Episodes of warm‐air advection causing cloud‐surface decoupling during MARCUS
Submitter
Zheng, Youtong — University of Houston
Area of research
Cloud Processes
Journal Reference
Science
Ship observations show that marine clouds can be highly detached from the underlying sea surface fluxes if the clouds move from warm to cold water.
Impact
The conventional idea suggests that marine stratiform clouds can become decoupled from the surface forcing if they are advected from cold to warm water, a mechanism called "deepening-warming" decoupling. This study shows that if clouds are advected from warm to cold water (an opposite situation), the cloud-surface decoupling can be much stronger.
Summary
It has been known for decades that advection of a cloud-topped marine boundary layer (CTBL) over warmer sea surface causes the stratification (or decoupling) of the CTBL via the entrainment feedbacks, a mechanism commonly known as “deepening-warming” decoupling that is typical in subtropics.
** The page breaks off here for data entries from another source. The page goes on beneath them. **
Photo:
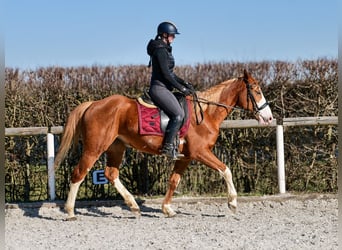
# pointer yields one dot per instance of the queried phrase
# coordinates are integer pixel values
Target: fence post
(51, 170)
(280, 159)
This study focuses on the opposite direction of advection, i.e., low-level warm air advection (LLWAA), and its impacts on the decoupling degree of a CTBL. Our hypothesis is that LLWAA stabilizes a CTBL, causing a decoupling of the CTBL. It is tested for three LLWAA episodes observed during the MARCUS field campaign. By synthesizing the shipborne measurements, satellite imagery, and reanalysis data, four common characteristics of CTBLs under the LLWAA are found: (1) CTBLs are highly stratified to the extent that penetrations of cumulus into main temperature inversions, which are common for subtropical decoupled CTBLs, do not exist; (2) sea surface temperature is 1 ~ 2 K lower than the near-surface air temperature; (3) clouds manifest stratiform with lifetime as long as several tens of hours; and (4) they locate in warm sectors of middle-latitude cyclones. Lapse rates of the decoupled CTBLs are markedly lower than those commonly used for passive satellite estimation of cloud top heights.